PATTERN

Background worker pool for async I/O¶

Problem¶

You want an application process to stop blocking on synchronous I/O, but the obvious answer (io_uring, libaio) has real downsides:

Kernel-interface-specific. io_uring is Linux-only and has a difficult security history — disabled by default in hardened sandbox / container contexts.
Keeps post-I/O CPU work in-process. If the caller must checksum / decompress / memcpy each buffer after read, that CPU cost is serialised per calling process, capping the benefit of async I/O.
Per-I/O overhead doesn't help at low concurrency. See concepts/async-io-concurrency-threshold.
Doesn't distribute across CPU cores automatically. A single calling process issuing async I/Os still runs post-I/O work on one core.

Pattern¶

Run a pool of dedicated background worker processes (or threads, depending on runtime) that perform I/O on behalf of the main application processes. When a backend needs data, it submits a request to the worker pool via shared memory / IPC and waits on a response. Workers pick up requests, perform the underlying synchronous I/O, and signal completion.

The key properties:

Worker-side I/O can be simple read() / write(), no special kernel interface required.
Worker processes run on different CPU cores. Post-I/O CPU work (checksums, memcpy, decompression) distributes across the pool naturally.
Worker count is tuneable at runtime via configuration.
Single-process API — the backend sees a future / promise shape even though the underlying mechanism is cross-process IPC, not in-process async.

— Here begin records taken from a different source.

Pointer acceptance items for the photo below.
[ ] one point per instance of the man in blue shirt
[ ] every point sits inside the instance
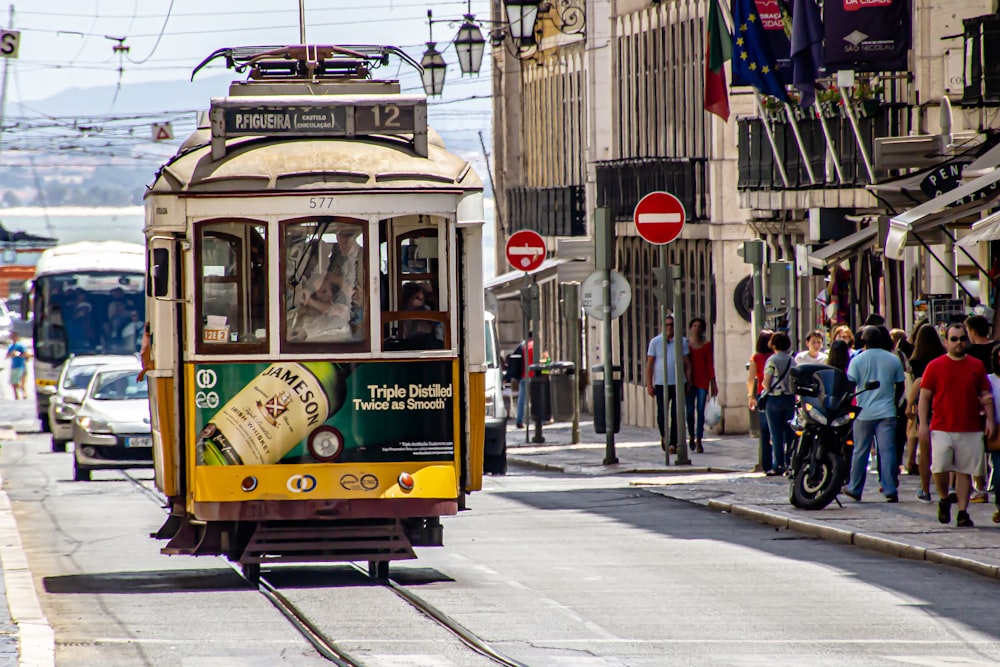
(654, 378)
(17, 354)
(878, 413)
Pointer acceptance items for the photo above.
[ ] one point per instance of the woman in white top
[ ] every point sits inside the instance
(994, 378)
(813, 354)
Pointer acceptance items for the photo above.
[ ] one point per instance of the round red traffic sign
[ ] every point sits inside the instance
(525, 250)
(659, 217)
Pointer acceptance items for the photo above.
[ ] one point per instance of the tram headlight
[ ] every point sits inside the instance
(325, 443)
(92, 425)
(405, 481)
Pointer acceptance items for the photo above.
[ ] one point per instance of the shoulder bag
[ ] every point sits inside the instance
(762, 399)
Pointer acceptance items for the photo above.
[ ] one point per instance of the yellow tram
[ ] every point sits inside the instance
(315, 307)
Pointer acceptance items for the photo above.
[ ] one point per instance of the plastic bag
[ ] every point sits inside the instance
(713, 412)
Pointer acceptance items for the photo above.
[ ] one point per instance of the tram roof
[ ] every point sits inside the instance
(286, 164)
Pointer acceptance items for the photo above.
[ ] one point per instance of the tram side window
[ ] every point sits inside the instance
(233, 297)
(326, 292)
(410, 255)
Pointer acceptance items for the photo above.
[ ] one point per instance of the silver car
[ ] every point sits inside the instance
(70, 388)
(111, 428)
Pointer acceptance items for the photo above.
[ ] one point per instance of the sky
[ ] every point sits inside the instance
(73, 44)
(66, 45)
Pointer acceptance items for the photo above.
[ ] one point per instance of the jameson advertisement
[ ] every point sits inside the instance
(309, 412)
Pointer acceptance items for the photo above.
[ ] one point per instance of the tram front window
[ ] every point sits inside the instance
(88, 313)
(233, 294)
(326, 293)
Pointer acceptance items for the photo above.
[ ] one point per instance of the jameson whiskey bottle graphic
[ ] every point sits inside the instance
(271, 415)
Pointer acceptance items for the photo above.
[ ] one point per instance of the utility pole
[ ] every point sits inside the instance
(3, 90)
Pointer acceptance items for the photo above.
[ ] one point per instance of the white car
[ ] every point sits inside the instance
(111, 428)
(70, 388)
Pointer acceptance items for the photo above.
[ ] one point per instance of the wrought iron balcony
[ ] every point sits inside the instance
(557, 211)
(758, 161)
(622, 183)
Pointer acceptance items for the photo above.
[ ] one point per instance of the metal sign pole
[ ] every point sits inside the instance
(680, 402)
(536, 347)
(605, 239)
(665, 305)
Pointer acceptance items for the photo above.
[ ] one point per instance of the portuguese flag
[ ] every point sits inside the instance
(718, 50)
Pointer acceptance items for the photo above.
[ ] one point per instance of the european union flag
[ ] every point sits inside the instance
(753, 62)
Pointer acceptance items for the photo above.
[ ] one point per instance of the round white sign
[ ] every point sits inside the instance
(592, 294)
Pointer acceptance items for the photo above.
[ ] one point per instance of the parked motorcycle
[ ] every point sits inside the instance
(818, 462)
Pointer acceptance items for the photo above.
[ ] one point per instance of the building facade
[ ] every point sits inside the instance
(606, 105)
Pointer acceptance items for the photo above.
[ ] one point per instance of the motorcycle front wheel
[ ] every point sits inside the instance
(815, 488)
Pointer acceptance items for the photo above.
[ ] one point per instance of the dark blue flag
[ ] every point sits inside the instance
(807, 48)
(754, 63)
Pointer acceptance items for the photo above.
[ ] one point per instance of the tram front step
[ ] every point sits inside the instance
(328, 542)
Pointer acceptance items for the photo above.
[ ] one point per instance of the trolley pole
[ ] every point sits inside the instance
(680, 402)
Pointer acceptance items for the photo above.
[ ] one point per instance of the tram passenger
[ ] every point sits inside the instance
(419, 334)
(345, 271)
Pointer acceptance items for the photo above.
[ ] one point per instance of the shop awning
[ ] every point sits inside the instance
(987, 229)
(841, 249)
(972, 198)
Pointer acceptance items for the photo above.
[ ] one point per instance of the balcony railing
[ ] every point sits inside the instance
(555, 211)
(622, 183)
(758, 162)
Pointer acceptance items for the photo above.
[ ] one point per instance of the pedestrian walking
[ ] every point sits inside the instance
(839, 355)
(18, 355)
(780, 405)
(980, 347)
(878, 417)
(953, 390)
(993, 443)
(755, 384)
(655, 354)
(703, 382)
(927, 347)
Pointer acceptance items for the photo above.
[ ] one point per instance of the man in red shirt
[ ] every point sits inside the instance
(953, 392)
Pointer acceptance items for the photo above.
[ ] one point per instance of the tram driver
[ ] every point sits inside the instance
(332, 307)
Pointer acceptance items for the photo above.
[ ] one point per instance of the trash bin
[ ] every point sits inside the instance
(538, 392)
(562, 384)
(600, 423)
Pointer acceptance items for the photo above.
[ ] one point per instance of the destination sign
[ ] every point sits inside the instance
(318, 116)
(286, 121)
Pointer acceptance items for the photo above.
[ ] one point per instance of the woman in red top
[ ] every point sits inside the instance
(755, 381)
(702, 380)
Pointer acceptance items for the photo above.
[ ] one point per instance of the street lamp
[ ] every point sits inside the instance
(521, 16)
(433, 63)
(469, 46)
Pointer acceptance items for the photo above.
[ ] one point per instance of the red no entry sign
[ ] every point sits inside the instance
(659, 217)
(525, 250)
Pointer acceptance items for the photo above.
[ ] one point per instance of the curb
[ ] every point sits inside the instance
(868, 541)
(673, 470)
(36, 638)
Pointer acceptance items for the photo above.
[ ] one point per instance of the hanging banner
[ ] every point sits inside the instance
(776, 19)
(867, 35)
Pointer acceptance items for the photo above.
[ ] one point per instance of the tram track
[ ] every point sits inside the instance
(328, 647)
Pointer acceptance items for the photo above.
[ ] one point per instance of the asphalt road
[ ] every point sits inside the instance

Canonical wiki instance: Postgres 18 `io_method=worker`¶

Postgres 18 (September 2025) introduced the io_method option with three settings. worker was chosen as the new default — not io_uring, the more headline-grabbing option.

Dicken's framing in :

Using io_method=worker was a good choice as the new default. It comes with a lot of the "asynchronous" benefits of io_uring without relying on that specific kernel interface, and can be tuned by setting io_workers=X.

Postgres's io_workers defaults to 3. Each worker process receives I/O requests from backend processes via shared memory, issues the underlying OS read, and signals completion. From the backend's perspective the interface is async; from the OS's perspective each worker issues plain synchronous reads.

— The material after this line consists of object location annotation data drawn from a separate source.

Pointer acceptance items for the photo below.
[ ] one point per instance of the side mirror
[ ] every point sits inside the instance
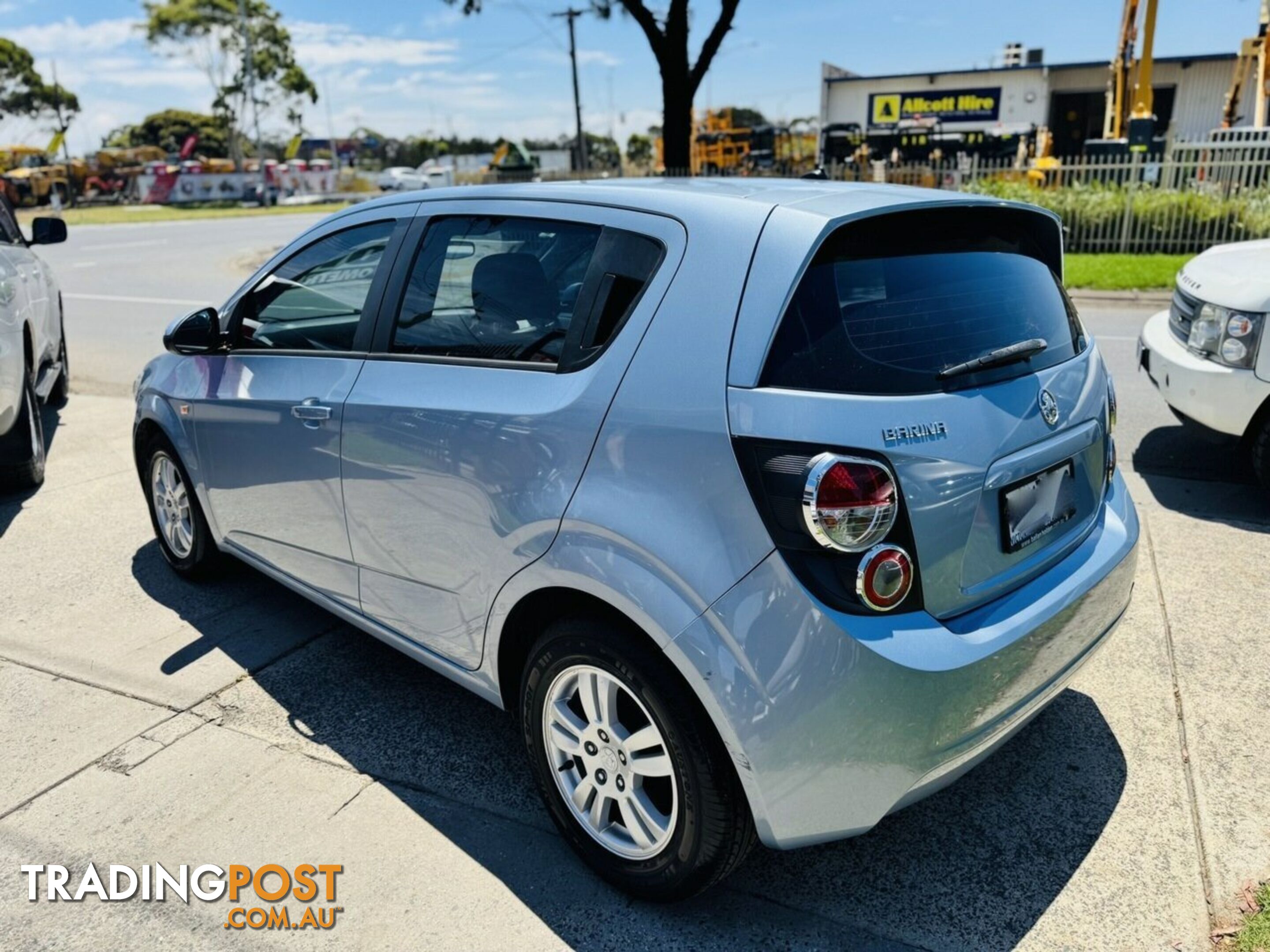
(48, 231)
(197, 333)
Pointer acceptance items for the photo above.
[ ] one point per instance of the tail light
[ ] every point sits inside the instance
(849, 504)
(884, 576)
(839, 521)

Why `worker` beats `io_uring` on Postgres's workload shape¶

Per Tomas Vondra's tuning blog cited by Dicken:

Index scans don't yet use AIO in Postgres 18.x, so B-tree- dominated OLTP workloads benefit from whatever the I/O method happens to be doing for sequential and bitmap scans — which is most benchmark-load.
Checksums + memcpy are CPU-bound and serial per Postgres backend. io_uring's async dispatch doesn't help because the backend is CPU-bound, not I/O-bound, after the read completes. worker distributes the CPU cost across worker processes.
Process-level parallelism is what Postgres needs. Postgres's process-per-backend architecture already uses separate processes for isolation; adding I/O workers is a natural extension.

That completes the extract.